Memang, Pusat Bahasa menetapkan aturan bahwa BI menyerap kata asing sedekat mungkin dengan ejaan atau cara penulisannya dalam bahasa asalnya. Ini berbeda dengan kaidah penyerapan kata dalam Bahasa Melayu yang berpedoman pada lafal. Karena itulah terdapat perbedaan dalam kedua bahasa serumpun itu untuk sejumlah kata yang bermakna sama. Contohnya: pipe, pipa, paip; television, televisi, televisyen; agent, agen, ejen; taxi, taksi, teksi.

Kesulitan muncul ketika pengguna BI berhadapan dengan kata asing yang rumit ejaannya, misalnya spreadsheet, email, file, online, download. Bagaimana menyerap berbagai istilah ini jika kita berpedoman pada ejaannya? Ada sejumlah orang yang menyerapnya dengan tidak semena-mena menjadi spredsit, imil, fail, onlain, donlod. Saya sendiri sangat risi membaca kata serapan seperti ini! Bagi saya pribadi, jika belum menemukan padanan yang “pas,” lebih baik meminjamnya saja! Syukur alhamdulillah KBBI tidak memuat kata serapan macam ini. Atau apakah saya yang kurang jeli menyelisiknya?

Dengan kaidah penyerapan yang berpedoman pada ejaan ini, banyak kata asing (baca: Inggris) yang dengan mudah diserap dengan beranalogi pada kata lain. Contohnya adalah kata prediksi, eksibisi, edukasi. Masalahnya, apakah kita rela jika KBBI dipenuhi oleh kata-kata seperti ini? Bukankah dengan mudah kita bisa memadankannya dengan kata milik sendiri, yakni ramalan, pameran, dan pendidikan? Saya rasa, masalahnya di sini terletak pada kebanggaan atau ketidakbanggaan kita menggunakan kata sendiri.

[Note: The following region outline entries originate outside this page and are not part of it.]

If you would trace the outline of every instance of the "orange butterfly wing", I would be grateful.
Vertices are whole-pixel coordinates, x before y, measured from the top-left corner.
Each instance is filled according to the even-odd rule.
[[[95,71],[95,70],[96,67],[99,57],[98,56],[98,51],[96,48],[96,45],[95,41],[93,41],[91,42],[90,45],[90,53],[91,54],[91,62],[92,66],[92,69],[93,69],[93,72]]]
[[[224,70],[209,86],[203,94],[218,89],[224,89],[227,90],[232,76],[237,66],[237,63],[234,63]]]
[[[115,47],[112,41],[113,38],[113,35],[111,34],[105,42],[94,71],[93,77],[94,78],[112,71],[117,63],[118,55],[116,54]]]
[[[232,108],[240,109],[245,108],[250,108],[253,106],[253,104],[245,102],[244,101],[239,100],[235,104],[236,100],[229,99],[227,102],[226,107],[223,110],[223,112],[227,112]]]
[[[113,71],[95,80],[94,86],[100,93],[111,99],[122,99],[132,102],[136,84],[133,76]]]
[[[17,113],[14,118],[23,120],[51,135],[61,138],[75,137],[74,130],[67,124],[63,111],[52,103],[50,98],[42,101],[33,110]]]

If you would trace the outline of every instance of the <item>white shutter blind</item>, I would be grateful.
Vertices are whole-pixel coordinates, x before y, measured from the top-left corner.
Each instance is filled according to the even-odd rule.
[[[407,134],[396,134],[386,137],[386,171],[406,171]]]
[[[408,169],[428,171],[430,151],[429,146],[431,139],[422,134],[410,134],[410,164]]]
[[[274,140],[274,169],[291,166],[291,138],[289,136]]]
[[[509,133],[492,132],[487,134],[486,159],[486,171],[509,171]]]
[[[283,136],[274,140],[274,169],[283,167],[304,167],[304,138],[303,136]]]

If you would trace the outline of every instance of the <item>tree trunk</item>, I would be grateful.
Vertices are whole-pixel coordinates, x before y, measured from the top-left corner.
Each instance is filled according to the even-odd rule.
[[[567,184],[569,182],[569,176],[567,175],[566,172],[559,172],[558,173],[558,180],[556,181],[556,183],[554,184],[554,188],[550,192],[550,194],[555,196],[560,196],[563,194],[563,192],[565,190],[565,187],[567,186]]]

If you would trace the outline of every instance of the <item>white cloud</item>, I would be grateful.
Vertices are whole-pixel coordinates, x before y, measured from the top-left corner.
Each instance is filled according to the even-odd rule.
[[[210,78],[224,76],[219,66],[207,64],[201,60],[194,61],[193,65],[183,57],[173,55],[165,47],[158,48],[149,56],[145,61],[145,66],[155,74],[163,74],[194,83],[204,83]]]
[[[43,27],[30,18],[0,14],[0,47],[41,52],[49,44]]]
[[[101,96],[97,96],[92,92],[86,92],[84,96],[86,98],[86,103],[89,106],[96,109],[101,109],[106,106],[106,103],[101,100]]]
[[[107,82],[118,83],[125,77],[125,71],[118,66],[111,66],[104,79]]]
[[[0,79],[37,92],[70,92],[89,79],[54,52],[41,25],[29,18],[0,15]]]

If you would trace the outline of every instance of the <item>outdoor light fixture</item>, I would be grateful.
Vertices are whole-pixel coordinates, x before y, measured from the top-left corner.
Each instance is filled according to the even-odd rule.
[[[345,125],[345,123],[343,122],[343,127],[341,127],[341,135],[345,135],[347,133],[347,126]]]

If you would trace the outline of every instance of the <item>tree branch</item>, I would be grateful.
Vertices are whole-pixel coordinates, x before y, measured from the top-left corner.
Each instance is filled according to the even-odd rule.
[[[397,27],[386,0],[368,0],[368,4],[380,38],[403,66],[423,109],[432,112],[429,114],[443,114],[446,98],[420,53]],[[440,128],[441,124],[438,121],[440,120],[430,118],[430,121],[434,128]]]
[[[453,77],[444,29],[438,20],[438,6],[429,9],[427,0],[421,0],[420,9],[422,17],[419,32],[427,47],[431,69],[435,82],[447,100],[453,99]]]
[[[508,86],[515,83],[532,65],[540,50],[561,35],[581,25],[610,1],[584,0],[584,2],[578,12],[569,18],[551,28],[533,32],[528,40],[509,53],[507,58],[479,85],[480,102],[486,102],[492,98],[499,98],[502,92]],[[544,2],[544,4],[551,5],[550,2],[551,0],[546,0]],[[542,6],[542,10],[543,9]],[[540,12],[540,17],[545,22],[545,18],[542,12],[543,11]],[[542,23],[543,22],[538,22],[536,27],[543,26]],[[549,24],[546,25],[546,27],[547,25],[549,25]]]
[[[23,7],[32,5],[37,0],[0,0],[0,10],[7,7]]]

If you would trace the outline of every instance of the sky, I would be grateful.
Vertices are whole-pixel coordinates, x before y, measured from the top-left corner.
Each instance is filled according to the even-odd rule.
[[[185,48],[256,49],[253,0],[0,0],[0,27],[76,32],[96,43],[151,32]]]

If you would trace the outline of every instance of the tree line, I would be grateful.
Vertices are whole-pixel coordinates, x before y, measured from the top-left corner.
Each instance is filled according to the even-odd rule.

Sikap penyusun dan penerbit kamus

Menyikapi perkembangan dan pertumbuhan kata dan istilah baru yang demikian pesat, tidak pelak lagi, penerbit dan penyusun kamus pastilah kewalahan. Apakah mereka perlu memasukkan semua kata baru itu dalam kamus terbitannya? Setebal apa kamusnya? Dan bagaimana menentukan harga jualnya?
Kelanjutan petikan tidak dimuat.